12.26.09
Crossword Word Frequency
In a previous post, I discussed downloading several years’ worth of New York Times Crosswords and categorizing them by day of week. Now, some analysis!
Here were the most common words over the last 12 years, along with the percentage of puzzles in which they occurred:
Percentage | Word | Length |
---|---|---|
6.218% | ERA | 3 |
5.703% | AREA | 4 |
5.413% | ERE | 3 |
5.055% | ELI | 3 |
4.854% | ONE | 3 |
4.585% | ALE | 3 |
4.496% | ORE | 3 |
4.361% | ERIE | 4 |
4.339% | ALOE | 4 |
4.317% | ETA | 3 |
4.317% | ALI | 3 |
4.227% | OLE | 3 |
4.205% | ARE | 3 |
4.138% | ESS | 3 |
4.138% | EDEN | 4 |
4.138% | ATE | 3 |
4.048% | IRE | 3 |
4.048% | ARIA | 4 |
4.004% | ANTE | 4 |
3.936% | ESE | 3 |
3.936% | ENE | 3 |
3.914% | ADO | 3 |
3.869% | ELSE | 4 |
3.825% | NEE | 3 |
3.758% | ACE | 3 |
(you can click column headings to sort.)
So “ERA” appears, on average, in about 23 puzzles per year. How about if we break this down by day of week? Follow me past the fold…
Monday:
Percentage | Word | Length |
---|---|---|
9.404% | ALOE | 4 |
8.777% | AREA | 4 |
7.837% | ERIE | 4 |
6.426% | ONE | 3 |
6.426% | IDEA | 4 |
6.426% | ARIA | 4 |
6.270% | ONCE | 4 |
6.270% | EDEN | 4 |
6.113% | ERA | 3 |
6.113% | ELSE | 4 |
6.113% | ASEA | 4 |
5.799% | ERE | 3 |
5.643% | ORE | 3 |
5.643% | ETAL | 4 |
5.643% | ARE | 3 |
5.643% | ANTE | 4 |
5.486% | OREO | 4 |
5.486% | ALEE | 4 |
5.329% | TREE | 4 |
5.329% | ESS | 3 |
5.329% | ELI | 3 |
5.329% | ACRE | 4 |
5.172% | TSAR | 4 |
5.172% | ANTI | 4 |
5.016% | ORAL | 4 |
The four letter words are more common now. Also look how much higher the percentages are. There’s less variety in the fill of Monday puzzles. “ALOE” and “ARIA” are classic crossword words, not to mention “OREO”.
Saturday:
Percentage | Word | Length |
---|---|---|
3.286% | ERA | 3 |
2.973% | ONE | 3 |
2.973% | ETE | 3 |
2.817% | TEN | 3 |
2.817% | EVE | 3 |
2.817% | ETA | 3 |
2.660% | IRE | 3 |
2.660% | ERR | 3 |
2.660% | ERE | 3 |
2.504% | OTIS | 4 |
2.504% | OLE | 3 |
2.504% | ENE | 3 |
2.504% | ELL | 3 |
2.504% | ELI | 3 |
2.504% | ARE | 3 |
2.504% | ARA | 3 |
2.504% | ALA | 3 |
2.504% | ACE | 3 |
2.347% | RTE | 3 |
2.347% | ICE | 3 |
2.347% | ATE | 3 |
2.347% | ALE | 3 |
2.191% | TSE | 3 |
2.191% | TERSE | 5 |
2.191% | SRI | 3 |
Lots of three letter words and much lower percentages. “OTIS” is surprising to me, but I don’t do many Saturday puzzles, so who am I to say?

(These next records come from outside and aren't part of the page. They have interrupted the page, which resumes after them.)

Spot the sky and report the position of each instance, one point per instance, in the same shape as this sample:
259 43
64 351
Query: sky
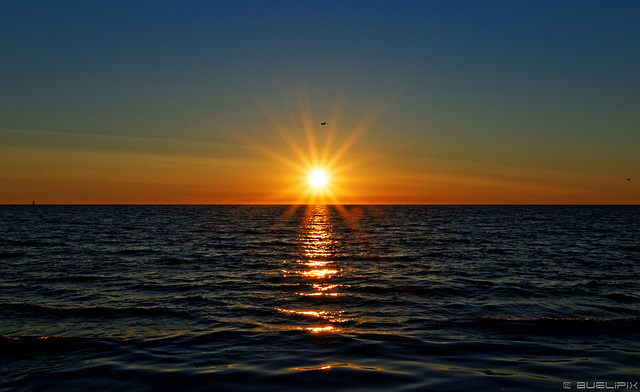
221 102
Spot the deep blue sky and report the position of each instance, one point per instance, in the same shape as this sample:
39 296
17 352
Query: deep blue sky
472 88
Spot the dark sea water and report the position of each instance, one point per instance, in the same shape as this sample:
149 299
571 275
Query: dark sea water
320 298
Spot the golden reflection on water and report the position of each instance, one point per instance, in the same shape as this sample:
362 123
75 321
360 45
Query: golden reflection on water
316 269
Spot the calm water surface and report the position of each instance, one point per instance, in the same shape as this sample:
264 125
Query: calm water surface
275 298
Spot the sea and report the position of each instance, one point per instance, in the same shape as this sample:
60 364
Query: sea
319 298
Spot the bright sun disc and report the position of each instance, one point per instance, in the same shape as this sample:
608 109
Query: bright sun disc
318 178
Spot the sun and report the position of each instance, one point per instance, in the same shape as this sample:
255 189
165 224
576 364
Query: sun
318 178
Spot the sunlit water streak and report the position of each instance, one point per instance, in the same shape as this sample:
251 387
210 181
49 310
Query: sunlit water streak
350 298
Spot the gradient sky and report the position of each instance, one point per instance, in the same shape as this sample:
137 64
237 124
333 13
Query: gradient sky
474 102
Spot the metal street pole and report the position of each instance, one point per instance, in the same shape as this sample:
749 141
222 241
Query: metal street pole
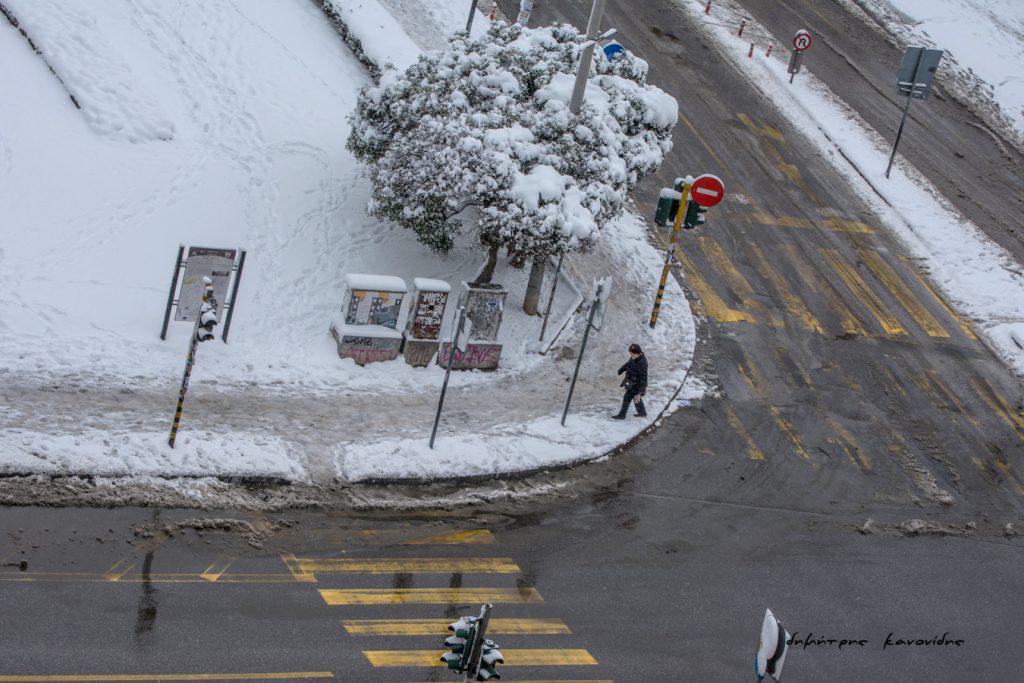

It would be really interesting to combine this with some document frequency numbers for the English language. This would find words which are much more common in crosswords than they are in general, i.e. crosswordese.
I’d include everything necessary to reproduce this here, but the puzzles are not free. See this directory for the program I used to tabulate the statistics and complete word counts, both overall and for each day of the week. The first puzzle in my collection was 2006-10-23 and the last was 2009-01-19.
Mom said,
December 26, 2009 at 11:24 am
I enjoyed reading this Dan. Hope Rex Parker gets ahold of it!
Pam D'Angelo (Ben's mom) said,
January 7, 2010 at 1:41 pm
What fun to see the numbers behind what I do every day. Thanks for an enjoyable, enlightening post.